C’est Dieu qui nous rend Saint et le seul effort que nous ayons à faire est de ne pas opposer de résistance à Dieu, de le laisser agir en nous en nous ouvrant le plus possible à sa grâce qui nous sanctifie. Nos forces ont des limites, la puissance d’amour de Dieu n’en a pas et ne demande qu’à venir au secours de notre faiblesse.
Il nous suffit donc de Lui faire confiance et de mettre en Lui toute notre espérance.
Ste Thérèse de Lisieux et St Jean de la Croix nous disent que « si on prend Dieu par l’amour on lui fera faire ce que l’on veut.
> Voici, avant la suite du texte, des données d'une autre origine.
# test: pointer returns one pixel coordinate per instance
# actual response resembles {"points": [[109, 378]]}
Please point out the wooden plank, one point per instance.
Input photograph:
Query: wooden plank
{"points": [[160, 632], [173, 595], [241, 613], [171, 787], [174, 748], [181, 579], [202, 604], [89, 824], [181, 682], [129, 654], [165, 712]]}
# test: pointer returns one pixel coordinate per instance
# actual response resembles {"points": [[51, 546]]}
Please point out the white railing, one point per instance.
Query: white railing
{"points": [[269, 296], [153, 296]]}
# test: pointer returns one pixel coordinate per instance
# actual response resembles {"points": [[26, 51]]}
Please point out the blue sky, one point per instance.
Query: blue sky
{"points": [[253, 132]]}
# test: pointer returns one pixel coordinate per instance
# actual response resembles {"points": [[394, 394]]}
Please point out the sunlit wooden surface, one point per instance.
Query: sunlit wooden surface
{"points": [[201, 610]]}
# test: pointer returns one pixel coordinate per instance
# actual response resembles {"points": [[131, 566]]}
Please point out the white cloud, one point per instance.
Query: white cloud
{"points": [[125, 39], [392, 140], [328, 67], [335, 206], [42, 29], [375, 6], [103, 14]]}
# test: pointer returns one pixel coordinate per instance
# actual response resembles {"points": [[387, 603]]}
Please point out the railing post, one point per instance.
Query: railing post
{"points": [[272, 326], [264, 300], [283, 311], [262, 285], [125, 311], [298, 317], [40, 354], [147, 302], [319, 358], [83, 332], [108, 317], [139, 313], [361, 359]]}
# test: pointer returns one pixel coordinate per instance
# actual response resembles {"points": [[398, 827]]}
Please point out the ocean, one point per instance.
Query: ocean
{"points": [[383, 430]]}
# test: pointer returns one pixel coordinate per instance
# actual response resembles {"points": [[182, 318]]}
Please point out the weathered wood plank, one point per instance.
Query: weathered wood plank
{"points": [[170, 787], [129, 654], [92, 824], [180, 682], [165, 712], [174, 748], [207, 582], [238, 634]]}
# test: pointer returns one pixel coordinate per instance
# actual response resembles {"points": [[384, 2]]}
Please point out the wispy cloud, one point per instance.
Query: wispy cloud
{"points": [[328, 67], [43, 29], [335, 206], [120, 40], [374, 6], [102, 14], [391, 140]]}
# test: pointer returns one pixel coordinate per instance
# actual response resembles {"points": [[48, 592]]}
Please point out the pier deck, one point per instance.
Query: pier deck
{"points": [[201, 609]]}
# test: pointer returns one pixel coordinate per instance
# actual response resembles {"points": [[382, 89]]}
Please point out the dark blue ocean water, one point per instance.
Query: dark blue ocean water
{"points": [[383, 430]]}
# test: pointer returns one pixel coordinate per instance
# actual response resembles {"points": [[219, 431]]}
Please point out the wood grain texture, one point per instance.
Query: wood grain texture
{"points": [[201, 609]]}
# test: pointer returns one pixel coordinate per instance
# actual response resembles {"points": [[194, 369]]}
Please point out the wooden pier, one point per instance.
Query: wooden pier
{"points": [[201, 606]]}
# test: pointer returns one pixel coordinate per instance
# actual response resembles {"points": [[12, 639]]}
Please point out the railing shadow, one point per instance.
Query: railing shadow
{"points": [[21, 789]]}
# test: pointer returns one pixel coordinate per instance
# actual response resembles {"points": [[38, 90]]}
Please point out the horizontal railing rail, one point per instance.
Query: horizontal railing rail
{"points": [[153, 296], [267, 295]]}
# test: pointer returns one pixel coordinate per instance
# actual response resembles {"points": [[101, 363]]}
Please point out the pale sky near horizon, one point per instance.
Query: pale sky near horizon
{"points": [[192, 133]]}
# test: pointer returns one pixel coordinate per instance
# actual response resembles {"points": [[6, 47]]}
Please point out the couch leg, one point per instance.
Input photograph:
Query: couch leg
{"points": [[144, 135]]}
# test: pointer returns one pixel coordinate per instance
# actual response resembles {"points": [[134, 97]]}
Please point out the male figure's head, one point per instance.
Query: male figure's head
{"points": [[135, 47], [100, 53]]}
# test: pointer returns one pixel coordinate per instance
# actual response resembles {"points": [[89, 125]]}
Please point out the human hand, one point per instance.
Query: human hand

Une âme qui est sans cesse tournée vers Lui et compte sur Lui seul, obtient tout ce qu’elle espère.[3] »
Nous avons tous le pouvoir de devenir saint, parce que Dieu se laisse vaincre par la confiance que nous mettons en lui.
Se laisser aimer par Dieu, lui faire confiance, consentir à dire oui à la vie telle qu’elle nous est offerte.

Consentement ou résignation ? La religion ne serait-elle que le soupir de la créature opprimée[4], que l’opium du peuple[5], une fiction créée par les faibles pour duper les forts, une réponse à la souffrance par le moyen d’une espérance en une vie meilleure ?

La religion ne serait-elle qu’une « sagesse, cette camomille empoisonnée que l’habitude de vivre verse peu à peu dans notre gosier, avec son goût doucereux d’humilité, de renoncement et d’acceptation ? »[6]
Il faut opposer énergiquement le oui du consentement au oui de la résignation.
Le oui de la résignation dit oui du bout des lèvres à toutes choses y compris au mal et au chaos. Le oui du consentement engage toutes les énergies de vie et se pose clairement contre les énergies chaotiques et destructrices du mal et du non être.
« Quand on dit : « oui, je veux vivre, malgré tout », quand on affirme : « Si telle est mon épreuve, alors je la vivrai », on ajoute sa puissance à la puissance de vie qui nous anime. Le consentement … n’a rien du laisser-aller : l’homme qui consent reconnaît la limite de son pouvoir sur les choses. Mais cette défaite est sa plus grande victoire : il ne s’agit plus de défaire ce qui fut mais de se défaire de son illusoire toute-puissance afin de donner à cette vie-ci, celle que nous avons à vivre, le meilleur de nous-mêmes … Le consentement est un actif dessaisissement : l’énergie est tout entière donnée pour accueillir l’épreuve du mieux qu’on peut. Comme l’écrit Ernest Hello, s’adressant à Dieu : « L’homme ne peut vous comprendre, mais il peut vous dire Amen »[7] »[8]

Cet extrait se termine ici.